Now we set efieldmag=0.005 Volts/Angstrom, using a box with dimensions of {12,12,15}, {12,12,20}, {12,12, 25} and the initial slopes are -0.01932522, -0.00008413067, -0.0001806136
Next we set Cutoff=600, relCutoff=80 and box size {12,12, 25} and the initial slope is -0.0001811421
Next we set Cutoff=800, relCutoff=80 and box size {12,12, 25} and the initial slope is -0.0001815272
Next we set Cutoff=800, relCutoff=80 and box size {12,12, 35} and the initial slope is -0.0001837458
* assumption 1: Hartree potential has the units of hartree/e = 27.211386 Volts / a.u.
*assumption 2: Electric Field Magnitude (Volts/Angstroms) = 27.211386 * (Hartree Potential at a point)

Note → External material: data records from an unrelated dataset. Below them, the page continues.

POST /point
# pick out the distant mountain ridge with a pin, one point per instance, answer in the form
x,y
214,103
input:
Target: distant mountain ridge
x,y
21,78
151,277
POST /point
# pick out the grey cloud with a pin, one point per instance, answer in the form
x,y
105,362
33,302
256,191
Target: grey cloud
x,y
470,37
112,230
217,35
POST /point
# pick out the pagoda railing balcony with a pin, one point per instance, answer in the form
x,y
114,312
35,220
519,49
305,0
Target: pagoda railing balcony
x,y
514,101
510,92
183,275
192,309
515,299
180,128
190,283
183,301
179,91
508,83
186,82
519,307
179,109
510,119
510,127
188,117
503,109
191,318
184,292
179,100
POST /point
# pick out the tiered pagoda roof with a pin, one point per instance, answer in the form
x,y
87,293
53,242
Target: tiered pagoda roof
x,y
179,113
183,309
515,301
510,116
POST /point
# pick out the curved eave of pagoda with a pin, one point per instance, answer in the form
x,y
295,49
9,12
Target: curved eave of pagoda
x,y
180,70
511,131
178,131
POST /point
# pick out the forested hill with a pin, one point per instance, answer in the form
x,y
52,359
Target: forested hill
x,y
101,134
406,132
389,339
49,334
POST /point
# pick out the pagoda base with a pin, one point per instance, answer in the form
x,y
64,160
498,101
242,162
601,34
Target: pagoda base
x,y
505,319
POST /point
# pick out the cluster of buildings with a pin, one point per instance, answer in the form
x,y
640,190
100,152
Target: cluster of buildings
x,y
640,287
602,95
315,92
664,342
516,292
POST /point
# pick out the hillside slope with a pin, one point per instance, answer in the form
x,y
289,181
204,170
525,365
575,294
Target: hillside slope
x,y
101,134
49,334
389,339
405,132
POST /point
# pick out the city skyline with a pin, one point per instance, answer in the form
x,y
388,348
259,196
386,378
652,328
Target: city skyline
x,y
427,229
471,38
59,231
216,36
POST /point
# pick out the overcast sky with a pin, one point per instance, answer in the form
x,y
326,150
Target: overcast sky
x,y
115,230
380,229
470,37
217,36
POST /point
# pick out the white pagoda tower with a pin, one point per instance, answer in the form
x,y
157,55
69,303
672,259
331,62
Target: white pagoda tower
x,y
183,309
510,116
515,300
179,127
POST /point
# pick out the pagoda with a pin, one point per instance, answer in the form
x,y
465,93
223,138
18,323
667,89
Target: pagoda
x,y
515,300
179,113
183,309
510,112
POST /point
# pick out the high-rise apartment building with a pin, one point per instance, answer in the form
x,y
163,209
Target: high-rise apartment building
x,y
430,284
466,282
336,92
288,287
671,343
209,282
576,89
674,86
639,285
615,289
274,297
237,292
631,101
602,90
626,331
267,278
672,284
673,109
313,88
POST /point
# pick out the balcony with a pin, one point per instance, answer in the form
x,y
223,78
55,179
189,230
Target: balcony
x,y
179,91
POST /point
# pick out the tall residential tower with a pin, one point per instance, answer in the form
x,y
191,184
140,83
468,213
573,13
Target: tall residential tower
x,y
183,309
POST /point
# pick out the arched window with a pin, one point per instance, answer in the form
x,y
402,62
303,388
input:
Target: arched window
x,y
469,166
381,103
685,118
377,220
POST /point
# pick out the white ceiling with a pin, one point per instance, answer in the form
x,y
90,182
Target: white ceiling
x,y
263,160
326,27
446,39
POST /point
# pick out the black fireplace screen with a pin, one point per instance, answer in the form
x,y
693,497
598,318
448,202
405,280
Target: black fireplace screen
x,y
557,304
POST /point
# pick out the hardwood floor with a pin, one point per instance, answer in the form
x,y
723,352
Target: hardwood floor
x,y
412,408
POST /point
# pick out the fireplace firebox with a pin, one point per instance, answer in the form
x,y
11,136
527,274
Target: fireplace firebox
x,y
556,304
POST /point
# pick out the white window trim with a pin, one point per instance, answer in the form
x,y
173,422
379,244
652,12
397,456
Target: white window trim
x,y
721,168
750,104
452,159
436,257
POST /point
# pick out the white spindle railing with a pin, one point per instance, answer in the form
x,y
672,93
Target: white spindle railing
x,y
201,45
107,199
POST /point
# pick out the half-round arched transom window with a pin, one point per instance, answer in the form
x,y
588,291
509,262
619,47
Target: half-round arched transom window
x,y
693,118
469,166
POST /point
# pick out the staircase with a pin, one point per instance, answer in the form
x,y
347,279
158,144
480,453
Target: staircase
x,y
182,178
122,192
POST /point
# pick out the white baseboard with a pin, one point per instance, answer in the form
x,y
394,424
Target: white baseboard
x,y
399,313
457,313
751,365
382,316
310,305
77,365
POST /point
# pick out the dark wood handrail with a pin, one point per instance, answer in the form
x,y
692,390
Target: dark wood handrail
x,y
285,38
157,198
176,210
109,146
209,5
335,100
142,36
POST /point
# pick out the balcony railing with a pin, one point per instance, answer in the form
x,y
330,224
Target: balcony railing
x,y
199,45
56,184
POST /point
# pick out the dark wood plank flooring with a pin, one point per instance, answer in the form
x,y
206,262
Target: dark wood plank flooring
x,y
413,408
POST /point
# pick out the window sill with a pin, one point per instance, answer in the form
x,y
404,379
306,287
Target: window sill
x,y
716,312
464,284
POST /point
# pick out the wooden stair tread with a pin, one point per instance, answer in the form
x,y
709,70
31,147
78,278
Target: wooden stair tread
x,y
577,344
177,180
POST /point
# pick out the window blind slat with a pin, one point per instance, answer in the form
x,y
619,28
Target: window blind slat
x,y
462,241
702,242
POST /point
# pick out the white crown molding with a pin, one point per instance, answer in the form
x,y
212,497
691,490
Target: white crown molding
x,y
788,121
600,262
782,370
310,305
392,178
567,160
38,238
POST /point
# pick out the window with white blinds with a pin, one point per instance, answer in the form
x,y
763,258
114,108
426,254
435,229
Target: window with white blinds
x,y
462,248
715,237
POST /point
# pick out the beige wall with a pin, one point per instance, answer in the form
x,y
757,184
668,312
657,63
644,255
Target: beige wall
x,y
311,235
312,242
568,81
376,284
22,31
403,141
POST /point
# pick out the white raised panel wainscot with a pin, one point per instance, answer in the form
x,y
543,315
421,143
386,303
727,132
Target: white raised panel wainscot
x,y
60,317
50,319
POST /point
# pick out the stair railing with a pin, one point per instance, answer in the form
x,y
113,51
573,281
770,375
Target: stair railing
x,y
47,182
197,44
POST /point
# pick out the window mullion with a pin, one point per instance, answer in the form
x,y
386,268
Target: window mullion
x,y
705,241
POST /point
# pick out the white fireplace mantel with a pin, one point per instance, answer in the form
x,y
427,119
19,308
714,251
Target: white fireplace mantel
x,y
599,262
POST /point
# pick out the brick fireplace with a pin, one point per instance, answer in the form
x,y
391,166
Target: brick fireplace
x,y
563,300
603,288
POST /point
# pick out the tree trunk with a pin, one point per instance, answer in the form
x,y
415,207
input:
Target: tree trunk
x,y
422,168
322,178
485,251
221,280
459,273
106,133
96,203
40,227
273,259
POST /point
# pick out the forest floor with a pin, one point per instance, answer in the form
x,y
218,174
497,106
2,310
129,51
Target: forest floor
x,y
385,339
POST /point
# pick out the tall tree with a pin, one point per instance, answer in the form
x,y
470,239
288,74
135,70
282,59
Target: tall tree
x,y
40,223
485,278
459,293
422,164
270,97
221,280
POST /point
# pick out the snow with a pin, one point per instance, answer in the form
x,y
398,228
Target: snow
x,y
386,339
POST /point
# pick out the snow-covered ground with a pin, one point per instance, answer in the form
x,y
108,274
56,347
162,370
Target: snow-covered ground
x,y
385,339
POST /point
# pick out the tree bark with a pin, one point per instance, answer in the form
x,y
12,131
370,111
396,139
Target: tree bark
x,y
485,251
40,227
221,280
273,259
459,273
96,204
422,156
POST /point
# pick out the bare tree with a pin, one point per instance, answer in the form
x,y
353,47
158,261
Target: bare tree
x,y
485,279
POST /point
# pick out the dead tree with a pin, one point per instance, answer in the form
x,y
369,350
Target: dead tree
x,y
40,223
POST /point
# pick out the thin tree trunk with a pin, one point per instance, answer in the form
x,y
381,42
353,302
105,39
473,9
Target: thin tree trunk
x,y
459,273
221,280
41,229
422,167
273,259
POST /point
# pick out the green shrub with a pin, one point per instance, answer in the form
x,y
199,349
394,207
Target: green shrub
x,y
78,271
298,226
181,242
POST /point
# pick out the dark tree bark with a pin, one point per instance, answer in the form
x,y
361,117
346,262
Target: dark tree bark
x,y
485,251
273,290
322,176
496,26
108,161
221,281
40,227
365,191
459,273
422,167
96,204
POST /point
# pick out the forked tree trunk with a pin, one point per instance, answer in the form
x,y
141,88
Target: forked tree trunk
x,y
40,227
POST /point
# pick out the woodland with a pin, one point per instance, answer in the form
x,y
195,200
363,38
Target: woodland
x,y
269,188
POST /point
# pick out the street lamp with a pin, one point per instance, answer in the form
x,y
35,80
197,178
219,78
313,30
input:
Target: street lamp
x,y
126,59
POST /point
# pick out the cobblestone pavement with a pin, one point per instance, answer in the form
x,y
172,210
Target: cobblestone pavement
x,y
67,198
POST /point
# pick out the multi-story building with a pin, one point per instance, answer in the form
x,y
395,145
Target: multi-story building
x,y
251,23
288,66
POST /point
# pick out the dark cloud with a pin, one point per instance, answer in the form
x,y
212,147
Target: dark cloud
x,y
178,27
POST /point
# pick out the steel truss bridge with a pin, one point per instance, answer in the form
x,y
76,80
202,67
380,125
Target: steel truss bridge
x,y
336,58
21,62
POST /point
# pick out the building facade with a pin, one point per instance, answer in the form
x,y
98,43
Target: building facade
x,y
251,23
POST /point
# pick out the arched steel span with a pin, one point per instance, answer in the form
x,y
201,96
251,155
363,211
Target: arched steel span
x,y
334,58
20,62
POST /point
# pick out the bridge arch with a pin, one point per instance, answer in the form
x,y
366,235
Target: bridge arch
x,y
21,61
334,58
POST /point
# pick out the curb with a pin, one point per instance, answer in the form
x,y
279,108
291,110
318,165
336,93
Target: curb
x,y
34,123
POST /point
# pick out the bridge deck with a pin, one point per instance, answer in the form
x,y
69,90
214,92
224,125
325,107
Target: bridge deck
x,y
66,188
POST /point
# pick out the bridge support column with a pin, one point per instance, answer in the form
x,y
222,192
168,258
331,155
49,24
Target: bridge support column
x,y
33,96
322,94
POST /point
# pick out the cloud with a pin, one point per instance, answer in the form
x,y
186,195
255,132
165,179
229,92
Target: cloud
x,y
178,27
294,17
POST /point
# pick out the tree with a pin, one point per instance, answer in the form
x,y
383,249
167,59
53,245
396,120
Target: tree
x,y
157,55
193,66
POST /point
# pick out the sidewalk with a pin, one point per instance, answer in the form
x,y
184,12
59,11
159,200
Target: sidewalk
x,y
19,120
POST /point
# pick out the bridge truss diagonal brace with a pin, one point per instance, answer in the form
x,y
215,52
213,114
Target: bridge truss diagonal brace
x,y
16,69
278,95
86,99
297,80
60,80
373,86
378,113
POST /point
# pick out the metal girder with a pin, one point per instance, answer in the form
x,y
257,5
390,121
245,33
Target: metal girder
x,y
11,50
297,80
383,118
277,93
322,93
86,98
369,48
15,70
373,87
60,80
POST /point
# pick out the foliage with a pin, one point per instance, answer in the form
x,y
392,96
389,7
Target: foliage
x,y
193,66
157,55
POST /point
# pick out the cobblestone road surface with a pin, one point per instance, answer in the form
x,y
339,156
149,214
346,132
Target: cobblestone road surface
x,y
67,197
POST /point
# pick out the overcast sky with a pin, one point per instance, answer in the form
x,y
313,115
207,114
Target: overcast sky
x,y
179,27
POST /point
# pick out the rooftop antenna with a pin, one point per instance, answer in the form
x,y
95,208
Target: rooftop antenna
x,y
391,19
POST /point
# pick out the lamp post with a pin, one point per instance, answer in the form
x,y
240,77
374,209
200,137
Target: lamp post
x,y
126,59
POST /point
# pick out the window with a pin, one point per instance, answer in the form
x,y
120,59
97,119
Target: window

Check: Given an electric field magnitude of 0.005 V/Ang we expect that the observed Hartree potential sufficiently far from the molecule will yield a slope along the z axis, Ez (electric field in the z direction) of the same magnitude. We expect that the result should approach (0.005 V/Ang)/27.211386 = 0.000183747 a.u. ( the expected slope of the Hartree potential due only to the external potential)
We see that the initial slope is equal to efieldmag/27.211386 (Volts/a.u.) which shows that assumption 1 holds.